Saving Vs. Paying Off Your Debt During The Pandemic: Which Is A Better Approach?
The age-old question of saving up or paying for your debt has been raging for centuries and will always be a relevant topic in financial management to this very day. In a world full of uncertainty, should we pay off our debt, or should we be saving up for the future? We’ll be weighing in on what each choice can do for you.
The Pros Of Paying Off Your Debt
There are a variety of reasons why you should start paying off your debt as early as possible:
1 You can reduce your accumulating interest over time. For most individuals that have high-interest debt, this could drag on if not paid on time.
- This will help improve your credit score.
- After you’ve paid off your debt, you won’t have to worry about anything besides saving.
- You’ll feel better knowing that there’s no more mental burden.
You don’t necessarily need to drag out your debt since this can lead to even more interest. The best way of ensuring that you’re expediting the process of paying off debt is by getting into a deal that will benefit you in the long-run. This is especially true when getting a property loan. Homes will always be a necessity, and you must acquire a loan that has a reasonable interest rate. Fortunately, there are trusted mortgage lenders that are known for their low-interest rates and hassle-free processes.
The Pros of Saving Up For The Future
Let’s face it: we all want to save up for our future, especially when we have wants and necessities in mind. However, having standing debt can hinder the process of savings. But you can always focus on your savings while making minimum spending on your debt.
Some of the advantages to saving up as early as possible is:
- The earlier you save up for your future, the more you’ll be able to increase your savings with compounding interest exponentially.
- By saving, you’ll be able to achieve your long-term goals on your timeline, as opposed to waiting to repay your debt in full.
- Having savings that are accessible, which can help you take on any “debt” and expense if a certain emergency manifests.
One of the best reasons to start saving up funds is because of the compound interest. This refers to the money you’re earning through your savings account, your money market account, and even your investments. The more you can compound, the more you’ll be able to save.

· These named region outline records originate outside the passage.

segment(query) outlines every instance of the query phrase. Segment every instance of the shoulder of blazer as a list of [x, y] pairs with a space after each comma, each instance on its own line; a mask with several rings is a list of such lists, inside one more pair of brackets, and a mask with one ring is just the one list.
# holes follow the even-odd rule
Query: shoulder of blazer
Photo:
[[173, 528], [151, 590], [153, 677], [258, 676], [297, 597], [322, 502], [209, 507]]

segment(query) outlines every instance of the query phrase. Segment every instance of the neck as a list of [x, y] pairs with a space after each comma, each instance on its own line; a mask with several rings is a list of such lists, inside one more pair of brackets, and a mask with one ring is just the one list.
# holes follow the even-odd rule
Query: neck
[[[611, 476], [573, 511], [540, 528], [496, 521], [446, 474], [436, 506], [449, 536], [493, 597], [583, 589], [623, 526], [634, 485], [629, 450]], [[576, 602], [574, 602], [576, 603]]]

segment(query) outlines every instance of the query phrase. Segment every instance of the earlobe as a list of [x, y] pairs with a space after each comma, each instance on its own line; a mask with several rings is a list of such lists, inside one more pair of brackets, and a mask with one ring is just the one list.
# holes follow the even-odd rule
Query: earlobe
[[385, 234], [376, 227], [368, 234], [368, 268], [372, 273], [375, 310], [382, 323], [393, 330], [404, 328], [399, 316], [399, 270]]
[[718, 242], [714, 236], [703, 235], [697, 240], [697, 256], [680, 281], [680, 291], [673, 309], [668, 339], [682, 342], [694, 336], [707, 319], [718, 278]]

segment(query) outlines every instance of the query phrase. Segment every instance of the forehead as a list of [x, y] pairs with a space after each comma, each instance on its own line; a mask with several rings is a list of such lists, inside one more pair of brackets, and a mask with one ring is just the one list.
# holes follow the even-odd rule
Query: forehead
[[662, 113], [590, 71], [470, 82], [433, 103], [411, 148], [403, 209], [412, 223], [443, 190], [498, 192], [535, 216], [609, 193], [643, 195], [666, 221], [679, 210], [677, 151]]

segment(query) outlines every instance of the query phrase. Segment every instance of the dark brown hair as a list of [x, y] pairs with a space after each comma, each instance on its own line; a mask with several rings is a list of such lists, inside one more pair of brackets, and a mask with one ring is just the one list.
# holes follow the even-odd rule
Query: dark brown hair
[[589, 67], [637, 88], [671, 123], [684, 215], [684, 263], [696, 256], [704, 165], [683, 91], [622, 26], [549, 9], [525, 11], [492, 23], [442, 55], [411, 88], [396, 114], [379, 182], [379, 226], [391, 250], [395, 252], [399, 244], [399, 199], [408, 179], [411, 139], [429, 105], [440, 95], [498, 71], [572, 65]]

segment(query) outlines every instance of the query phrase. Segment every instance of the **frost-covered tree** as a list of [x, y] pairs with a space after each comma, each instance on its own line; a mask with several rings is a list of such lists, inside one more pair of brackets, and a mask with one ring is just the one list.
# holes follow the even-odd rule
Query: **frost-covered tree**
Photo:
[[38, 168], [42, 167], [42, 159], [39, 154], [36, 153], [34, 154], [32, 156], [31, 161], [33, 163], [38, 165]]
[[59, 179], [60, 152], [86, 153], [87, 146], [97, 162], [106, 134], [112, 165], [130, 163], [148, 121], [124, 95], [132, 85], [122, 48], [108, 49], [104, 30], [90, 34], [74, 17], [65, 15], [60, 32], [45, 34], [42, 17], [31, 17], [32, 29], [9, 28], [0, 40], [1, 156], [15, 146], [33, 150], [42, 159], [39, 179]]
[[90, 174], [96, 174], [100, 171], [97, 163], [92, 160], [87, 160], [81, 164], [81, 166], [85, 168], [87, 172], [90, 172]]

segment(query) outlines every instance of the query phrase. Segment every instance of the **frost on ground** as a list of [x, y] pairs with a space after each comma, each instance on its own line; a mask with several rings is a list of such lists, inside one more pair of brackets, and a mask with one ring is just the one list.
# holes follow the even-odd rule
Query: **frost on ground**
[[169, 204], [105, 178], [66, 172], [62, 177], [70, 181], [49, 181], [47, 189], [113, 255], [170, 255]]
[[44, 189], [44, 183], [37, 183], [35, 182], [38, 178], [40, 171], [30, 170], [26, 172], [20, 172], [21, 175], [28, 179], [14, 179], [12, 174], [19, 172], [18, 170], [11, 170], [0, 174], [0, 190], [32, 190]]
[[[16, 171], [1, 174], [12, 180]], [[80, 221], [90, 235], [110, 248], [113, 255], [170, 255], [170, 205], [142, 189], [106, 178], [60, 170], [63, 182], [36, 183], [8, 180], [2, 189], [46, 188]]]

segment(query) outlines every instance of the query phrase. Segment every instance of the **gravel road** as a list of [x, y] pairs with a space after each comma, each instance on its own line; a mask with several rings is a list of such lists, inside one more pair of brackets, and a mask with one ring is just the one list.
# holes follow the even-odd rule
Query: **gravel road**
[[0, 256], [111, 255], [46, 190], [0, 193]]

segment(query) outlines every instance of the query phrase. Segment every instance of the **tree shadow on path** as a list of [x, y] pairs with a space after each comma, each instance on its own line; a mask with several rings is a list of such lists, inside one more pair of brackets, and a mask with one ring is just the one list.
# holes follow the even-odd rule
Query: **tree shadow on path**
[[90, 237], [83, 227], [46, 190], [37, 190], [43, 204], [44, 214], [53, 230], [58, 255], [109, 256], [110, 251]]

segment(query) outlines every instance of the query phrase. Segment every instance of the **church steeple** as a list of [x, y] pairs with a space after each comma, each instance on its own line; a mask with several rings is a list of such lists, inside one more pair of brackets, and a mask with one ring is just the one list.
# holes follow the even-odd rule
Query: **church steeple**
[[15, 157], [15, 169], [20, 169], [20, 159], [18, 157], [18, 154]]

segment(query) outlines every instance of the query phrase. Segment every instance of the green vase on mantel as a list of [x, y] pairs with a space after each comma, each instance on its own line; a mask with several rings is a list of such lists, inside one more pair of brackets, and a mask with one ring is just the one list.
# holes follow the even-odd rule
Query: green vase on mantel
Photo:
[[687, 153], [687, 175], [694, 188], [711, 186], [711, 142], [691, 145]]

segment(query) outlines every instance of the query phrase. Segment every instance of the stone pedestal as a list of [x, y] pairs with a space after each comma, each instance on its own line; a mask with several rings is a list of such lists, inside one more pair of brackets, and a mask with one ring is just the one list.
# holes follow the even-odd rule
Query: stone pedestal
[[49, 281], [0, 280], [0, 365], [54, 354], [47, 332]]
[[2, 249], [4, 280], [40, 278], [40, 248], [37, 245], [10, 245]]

Waiting for around five to 10 years is an excellent way of making a fair amount of difference. Although you might not see any significance in the short-term, you’ll see a difference from saving up around $5,000 a year starting from the ages of 23 – 25.
Having savings can also create a “safety” net that can serve as a buffer every time there are unexpected repairs for your home or your car. Most individuals that don’t have a safety net are forced to take in debt.
Can You Do Both?
Well, it’s possible to do both at the same time. However, you’ll need to effectively manage your finances to achieve both. This will require a reasonable degree of strategy, planning, and showing a bit of restraint to how you spend.
The first thing that you should do is review your budget and set aside the amount that you’ll be paying towards your debt monthly. Is there any way for you to have a less expensive monthly payment? How will you be able to pay off your debt in a more efficient manner? Some experts would transfer some of their debt from a credit card with high interest to a new card with a 0% APR. This can reduce any accumulation in part and funnel more funds towards your balance.
The next thing on your list is freeing up your budget by focusing on monthly expenses that are “temporary.” These are usually in the form of loan balances that can be paid in the next two to five months. Eliminating these will mean that you will have more breathing space to save up.
Whatever the amount for your budget may be, you should divide both on your debt and what goes into your savings. For instance, if you’ve got; 500 dollars surplus while having a long-term goal of an emergency fund, then you can have at least $300 for your savings while placing the $200 for your debt. This way, you will be accelerating your savings and paying off your debt faster.
Whatever your decision may be, you have to make sacrifices by putting your money to work. This is the best way to financial independence.
There’s no right or wrong answer for this situation since this is a very situational matter and depends on what your long-term goals are. However, most experts would say that you should eliminate your debt as soon as possible. Having debt that drags on for years can hinder your financial goals. At the same time, you shouldn’t wait to save up. The key to financial freedom is taking a step back, planning things out, and balancing your debt and savings.